Bought in Dublin, Collins is a writer I’ve read in the past and often had a hard time finding his books in the US (I’ve occasionally ordered them from Amazon UK) so I was on the lookout for him.

These stories are such a unique combination of funny and harsh: you’re sometimes embarrassed to be laughing at the funny parts, particularly as they’re so quickly followed by the serious and dark.

Catholics dealing with the prophesised end of the world; the portioning out throughout the day as an alcoholic drinks himself to death… I think my favorite may have been “The Horses” where a man is a wildly accurate race picker to no benefit to himself.

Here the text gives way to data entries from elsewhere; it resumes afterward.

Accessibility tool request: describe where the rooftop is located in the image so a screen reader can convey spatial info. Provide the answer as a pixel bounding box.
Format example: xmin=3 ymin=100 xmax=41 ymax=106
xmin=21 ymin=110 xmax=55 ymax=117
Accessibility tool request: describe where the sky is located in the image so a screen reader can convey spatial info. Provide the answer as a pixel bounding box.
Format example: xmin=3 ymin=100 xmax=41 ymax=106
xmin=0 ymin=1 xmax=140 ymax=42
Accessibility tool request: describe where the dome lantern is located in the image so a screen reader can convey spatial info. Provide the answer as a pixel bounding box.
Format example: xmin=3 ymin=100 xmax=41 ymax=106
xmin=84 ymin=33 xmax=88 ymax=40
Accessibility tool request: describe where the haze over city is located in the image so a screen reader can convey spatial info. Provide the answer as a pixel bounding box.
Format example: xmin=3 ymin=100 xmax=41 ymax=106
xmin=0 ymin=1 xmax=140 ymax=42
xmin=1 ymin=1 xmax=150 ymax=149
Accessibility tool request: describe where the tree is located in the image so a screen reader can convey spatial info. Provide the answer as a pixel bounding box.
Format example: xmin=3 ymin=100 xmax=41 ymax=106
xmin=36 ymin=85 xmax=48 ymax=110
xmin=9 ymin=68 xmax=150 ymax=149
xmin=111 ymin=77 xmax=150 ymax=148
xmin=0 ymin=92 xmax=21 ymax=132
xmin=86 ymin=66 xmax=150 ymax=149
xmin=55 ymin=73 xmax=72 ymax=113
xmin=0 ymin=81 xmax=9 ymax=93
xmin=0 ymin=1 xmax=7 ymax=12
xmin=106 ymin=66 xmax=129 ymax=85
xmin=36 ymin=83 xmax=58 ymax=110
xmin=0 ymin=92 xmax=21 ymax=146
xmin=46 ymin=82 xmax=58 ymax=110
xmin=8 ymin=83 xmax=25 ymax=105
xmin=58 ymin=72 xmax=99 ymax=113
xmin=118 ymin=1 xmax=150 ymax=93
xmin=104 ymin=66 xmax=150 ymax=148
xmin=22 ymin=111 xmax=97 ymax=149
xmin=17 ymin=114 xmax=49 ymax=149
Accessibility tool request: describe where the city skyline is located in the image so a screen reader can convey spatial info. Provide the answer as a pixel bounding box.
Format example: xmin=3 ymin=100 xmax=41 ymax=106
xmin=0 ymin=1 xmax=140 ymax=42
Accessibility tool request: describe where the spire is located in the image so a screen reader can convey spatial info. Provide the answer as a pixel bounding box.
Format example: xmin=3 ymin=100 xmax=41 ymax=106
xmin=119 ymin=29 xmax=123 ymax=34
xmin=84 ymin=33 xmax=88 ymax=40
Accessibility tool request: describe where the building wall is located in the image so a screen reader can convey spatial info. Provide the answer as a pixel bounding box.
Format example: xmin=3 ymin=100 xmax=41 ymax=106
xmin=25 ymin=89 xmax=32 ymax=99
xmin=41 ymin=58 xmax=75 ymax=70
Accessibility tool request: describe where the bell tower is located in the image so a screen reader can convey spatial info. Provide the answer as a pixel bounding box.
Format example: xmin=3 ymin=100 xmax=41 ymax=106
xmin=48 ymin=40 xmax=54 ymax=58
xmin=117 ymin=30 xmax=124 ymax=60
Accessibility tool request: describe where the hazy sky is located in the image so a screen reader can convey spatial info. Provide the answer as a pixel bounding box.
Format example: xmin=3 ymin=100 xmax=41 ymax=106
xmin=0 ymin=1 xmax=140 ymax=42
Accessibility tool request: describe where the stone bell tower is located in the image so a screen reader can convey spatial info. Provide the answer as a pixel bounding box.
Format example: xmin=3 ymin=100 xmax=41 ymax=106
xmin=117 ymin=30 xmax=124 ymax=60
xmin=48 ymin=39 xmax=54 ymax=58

Fiction: City of Refuge, by Tom Piazza

Bought after reading about it at the Tournament of Books (where it made it to the final round but lost to Toni Morrison’s latest).

There are really three storylines here: Craig and his middle-class white family; SJ and his lower-class black family; and the historical facts of Hurricane Katrina. They pretty much trade off chapters throughout and in the beginning of the book, I definitely found the “fact” chapters a bit distracting; taking me away from the action to just recite numbers. But toward the end of the book, I found them a welcome emotional relief; a way to ground yourself in the reality of how many people this actually happened to.

I thought it was a great book, perhaps made more weighty by being woven in to such a recent past. The characters and their struggles with moving on vs turning back felt very real to me.

Clearly Piazza loves New Orleans, and continues to struggle with the thought of his city in destruction. Huffencoopers, have you read this yet? I think you’d love it.